Using the Equation (21) and (22), we obtain

$$\begin{array}{cc}\hfill u_1& =u_0^2,\hfill \\ \hfill u_2& =\Gamma (q+1){\displaystyle \frac{2u_1{u}_0}{\Gamma (q+1)}}=2u_0^3,\hfill \\ \hfill u_3& =\Gamma (2q+1)\left[{\displaystyle \frac{2u_2{u}_0}{\Gamma (2q+1)}}+{\displaystyle \frac{u_1^2}{{(\Gamma (q+1))}^2}}\right].\hfill \end{array}$$

Substituting $u_1 \mathrm{and}$$u_2$ in the formula for $u_3$ above, then we obtain,

$$\begin{array}{cc}\hfill u_3& =u_0^4\left[2^2+{\displaystyle \frac{\Gamma (2q+1)}{{(\Gamma (q+1))}^2}}\right],\hfill \\ \hfill u_4& =u_0^5\left[2^3+{\displaystyle \frac{2\Gamma (2q+1)}{{(\Gamma (q+1))}^2}}+{\displaystyle \frac{2^2\Gamma (3q+1)}{\Gamma (q+1)\Gamma (2q+1)}}\right].\hfill \end{array}$$

Now, using the Formula (21), we obtain

$$\begin{array}{cc}\hfill u_5& =u_0^6[2^4+{\displaystyle \frac{2^2\Gamma (2q+1)}{{(\Gamma (q+1))}^2}}+{\displaystyle \frac{2^3\Gamma (3q+1)}{\Gamma (q+1)\Gamma (2q+1)}}+{\displaystyle \frac{2^3\Gamma (4q+1)}{\Gamma (q+1)\Gamma (3q+1)}}\hfill \\ \hfill & +{\displaystyle \frac{2\Gamma (2q+1)\Gamma (4q+1)}{\Gamma (3q+1){(\Gamma (q+1))}^3}}+{\displaystyle \frac{2^2\Gamma (4q+1)}{{(\Gamma (2q+1))}^2}}].\hfill \end{array}$$

In particular, if $u_0=1,$ then

$$\begin{array}{cc}\hfill u_1& =1,\hfill \\ \hfill u_2& =2,\hfill \\ \hfill u_3& =2^2+{\displaystyle \frac{\Gamma (2q+1)}{{(\Gamma (q+1))}^2}},\hfill \\ \hfill u_4& =2^3+{\displaystyle \frac{2\Gamma (2q+1)}{{(\Gamma (q+1))}^2}}+{\displaystyle \frac{2^2\Gamma (3q+1)}{\Gamma (q+1)\Gamma (2q+1)}},\hfill \\ \hfill u_5& =2^4+{\displaystyle \frac{2^2\Gamma (2q+1)}{{(\Gamma (q+1))}^2}}+{\displaystyle \frac{2^3\Gamma (3q+1)}{\Gamma (q+1)\Gamma (2q+1)}}+{\displaystyle \frac{2^3\Gamma (4q+1)}{\Gamma (q+1)\Gamma (3q+1)}}\hfill \\ \hfill & +{\displaystyle \frac{2\Gamma (2q+1)\Gamma (4q+1)}{\Gamma (3q+1){(\Gamma (q+1))}^3}}+{\displaystyle \frac{2^2\Gamma (4q+1)}{{(\Gamma (2q+1))}^2}}.\hfill \end{array}$$

Now an approximate solution of (20) when $u_0=1$ is given by

$$u\left(t\right)\approx 1+u_1{\displaystyle \frac{t^q}{\Gamma (q+1)}}+u_2{\displaystyle \frac{t^{2q}}{\Gamma (2q+1)}}+u_3{\displaystyle \frac{t^{3q}}{\Gamma (3q+1)}}+u_4{\displaystyle \frac{t^{4q}}{\Gamma (4q+1)}})+u_5{\displaystyle \frac{t^{5q}}{\Gamma (5q+1)}}.$$

(23)

In particular, (23) simplifies to

$$u\left(t\right)\approx 1+t+t^2+t^3+t^4+t^5,$$

for $q=1.$ This is basically Taylor’s approximation of the first six terms of the solution of

$$u^{\prime }=u^2,u\left(0\right)=1,$$

which is $u={\displaystyle \frac{1}{1-t}}.$

In Figure 3, we have drawn the graphs of the solution of (20), using the first six terms of the sequence for $q=0.6, 0.7, 0.8, 0.9$, and 1. It is easy to see that the graph for $q=0.6$ is above the graph of $q=0.7$ and so on.
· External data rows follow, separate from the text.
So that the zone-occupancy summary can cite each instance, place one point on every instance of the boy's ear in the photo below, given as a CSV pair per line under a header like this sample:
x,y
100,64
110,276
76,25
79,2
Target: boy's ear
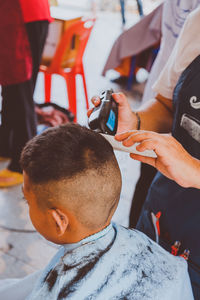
x,y
61,221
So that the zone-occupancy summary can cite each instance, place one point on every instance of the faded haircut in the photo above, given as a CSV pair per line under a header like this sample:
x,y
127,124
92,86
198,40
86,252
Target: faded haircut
x,y
73,161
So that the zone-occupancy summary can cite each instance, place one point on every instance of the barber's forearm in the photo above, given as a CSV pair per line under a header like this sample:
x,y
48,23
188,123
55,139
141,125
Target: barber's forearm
x,y
195,174
156,115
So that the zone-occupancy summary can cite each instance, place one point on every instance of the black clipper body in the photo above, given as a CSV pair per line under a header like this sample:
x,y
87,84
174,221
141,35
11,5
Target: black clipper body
x,y
104,117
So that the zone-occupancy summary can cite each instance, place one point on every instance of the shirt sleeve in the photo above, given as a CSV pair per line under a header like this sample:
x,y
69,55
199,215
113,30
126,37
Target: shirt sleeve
x,y
185,51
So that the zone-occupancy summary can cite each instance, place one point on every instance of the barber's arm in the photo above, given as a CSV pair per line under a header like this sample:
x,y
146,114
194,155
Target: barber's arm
x,y
156,115
172,159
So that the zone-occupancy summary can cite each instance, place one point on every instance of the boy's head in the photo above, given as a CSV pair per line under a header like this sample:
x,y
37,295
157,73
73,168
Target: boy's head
x,y
72,182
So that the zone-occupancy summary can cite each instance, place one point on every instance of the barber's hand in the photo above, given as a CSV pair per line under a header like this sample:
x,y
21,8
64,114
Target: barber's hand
x,y
172,159
126,118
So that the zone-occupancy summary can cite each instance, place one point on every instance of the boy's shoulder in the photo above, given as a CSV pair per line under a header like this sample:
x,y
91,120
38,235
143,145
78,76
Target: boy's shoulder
x,y
148,252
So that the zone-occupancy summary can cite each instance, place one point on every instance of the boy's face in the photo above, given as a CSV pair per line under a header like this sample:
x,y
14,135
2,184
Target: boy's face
x,y
40,217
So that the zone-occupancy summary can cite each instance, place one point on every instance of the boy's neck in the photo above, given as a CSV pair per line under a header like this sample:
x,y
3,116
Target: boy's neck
x,y
80,233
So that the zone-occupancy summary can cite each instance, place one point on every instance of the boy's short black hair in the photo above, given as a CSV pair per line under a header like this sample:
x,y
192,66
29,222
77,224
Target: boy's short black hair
x,y
63,152
73,167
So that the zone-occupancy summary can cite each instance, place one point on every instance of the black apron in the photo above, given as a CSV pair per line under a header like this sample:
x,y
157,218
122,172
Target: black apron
x,y
180,207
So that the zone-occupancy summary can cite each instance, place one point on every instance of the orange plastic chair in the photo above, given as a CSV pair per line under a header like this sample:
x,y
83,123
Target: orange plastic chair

It is easy to see that the solution is a decreasing function of $q.$

We know that the solution for $q=1$ can easily be computed as $u={\displaystyle \frac{1}{1-t}},$ which blows up at $t=1$. From our graphical approach, we can show that the solution graph for $q=0.9$ blows up before $t=1$. Similarly, the other graphs for $q<0.9$ blow up before the solution graph of $q=0.9$. Theoretically, the earlier blow-up time for $q<1$ has been established in [23]. By computing a few more terms, we can compute the blow-up time with a better approximation.

5. Conclusions

In our earlier work, we solved sequential Caputo fractional differential equations with fractional initial conditions using the Laplace transform method and the series solution method. In this research article, we have developed a series solution method to solve the solution of Caputo fractional differential equations of order $q, 0<q<1,$ with variable coefficients in the space of $C^q$ continuous functions. We have also applied the series solution method to solve nonlinear Caputo fractional differential equations, which is useful in blow-up problems. It remains an open problem whether we can develop MATLAB or Python code to solve a linear Caputo fractional differential equation with variable coefficients and initial conditions, as in the integer case. This is essential for solving nonlinear Caputo fractional differential equations with variable coefficients using the generalized quasilinearization method. It is also still an open question whether we can solve sequential Caputo fractional differential equations using the series solution method. In our future work, we plan to consider a sequential $2q$ order Caputo fractional differential equation with variable coefficients, such as

$${}^{c}D_{0^{+}}^{2q}u+p{\left(t\right)}^c{D}_{0^{+}}^{q}u+q\left(t\right)u=0,u\left(0\right)=u_0,{}^{c}D_{0^{+}}^q{u\left(t\right)|}_{t=0}=u_1.$$

The analytical solution of the above equation, even for $q=1$, is not available in the current literature.